Anmoderation Anja Reschke:
Wie gut, dass wir keine Franzosen oder Niederländer sind. Sonst
müssten wir uns jetzt in fünfhundert Seiten, 448 Artikel und 36
Zusatzprotokolle einarbeiten. Aber hier in Deutschland stimmt nicht
das Volk, sondern das Parlament über die neue EU-Verfassung ab.
Praktisch, sparen wir uns auch gleich teure Aufklärungskampagnen.
Unsere Aufgabe als Bürger ist simpel, wir sollen Europa einfach gut
finden und uns sonst möglichst nicht einmischen. Da uns ja der Blick
auf das Große und Ganze fehlt, wie Politiker immer wieder beteuern,
sollen wir uns nur auf unsere gewählten Volksvertreter verlassen. Und
dass die 601 deutschen Abgeordneten heute morgen nach bestem Gewissen
und vor allem aber Wissen abgestimmt haben, versteht sich ja von
selbst – oder? Ein kleiner Test im Bundestag von Tamara Anthony,
Gesine Enwald und Eilika Meinert lässt allerdings Zweifel aufkommen.
Berlin heute morgen. Die wackren Volksvertreter eilen ihrer
ureigensten Aufgabe entgegen. Vom höchsten Rang ist die Mission,
schließlich gilt es die Hand zu heben für die Verfassung der EU. Ein
Vertragswerk, das im Prinzip über dem Grundgesetz steht. Entsprechend
ist der Bundespolitiker im Bilde, hat sich in den letzten Tagen in
Fraktionen und Ausschüssen noch mal auf die Höhe der Information
gepuscht.
Er wird dieses Werk kennen. Zum Beispiel sollte er wissen: Was
schreibt die Verfassung fest in punkto demokratische Rechte des ganz
normalen Menschen.

Erste Frage - ganz leicht. Zunächst FDP-Außenexperte Gerhard.
Frage: „Gibt es auf EU-Ebene die Möglichkeit für ein Bürgerbegehren?"
Richtige Antwort heißt: Ja, mit einer Million Unterschriften.

Antworten:
Wolfgang Gerhardt (FDP-Außenexperte): „Soweit ich weiß, nein."

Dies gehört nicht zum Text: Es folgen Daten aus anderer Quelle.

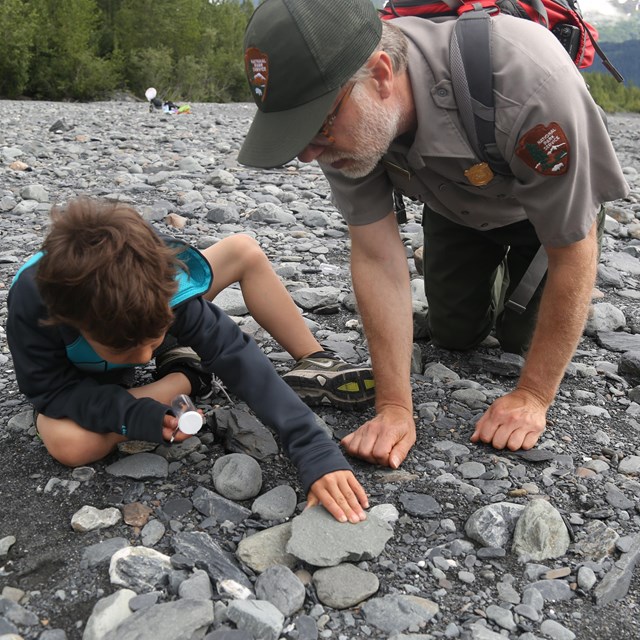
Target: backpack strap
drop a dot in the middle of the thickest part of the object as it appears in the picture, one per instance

Friedbert Pflüger (CDU-Außenexperte): „Auf EU-Ebene glaube ich nicht."

Horst Schild (SPD, MdB): „Nein"

Ernst-Reinhard Beck (CDU, MdB): „Nein, das ist nicht der Fall."

Marga Elser (SPD, MdB): „Das ist nicht vorgesehen."
(...)
Noch mal zur Erinnerung: Die richtige Antwort heißt: JA.
Bürgerbegehren sind möglich, verbrieft in der Verfassung und sogar
nachzulesen in kleinen Broschüren fürs Volk.

Die Politiker kurz vor der Abstimmung, nach besten Wissen und Gewissen
greifen sie nach den Stimmkarten. Ihr Gewissen mag rein sein, ihr
Wissen ist nicht unbedingt das beste.
Nächste Frage: „Auf welchen Politikfeldern zum Beispiel hat laut
Verfassung dieser illustre Bundestag nichts mehr zu melden, wo ist
allein die EU zuständig?"

Antworten:
Marga Elser (SPD, MdB): „Ja, das ist die europäische Verteidigungspolitik."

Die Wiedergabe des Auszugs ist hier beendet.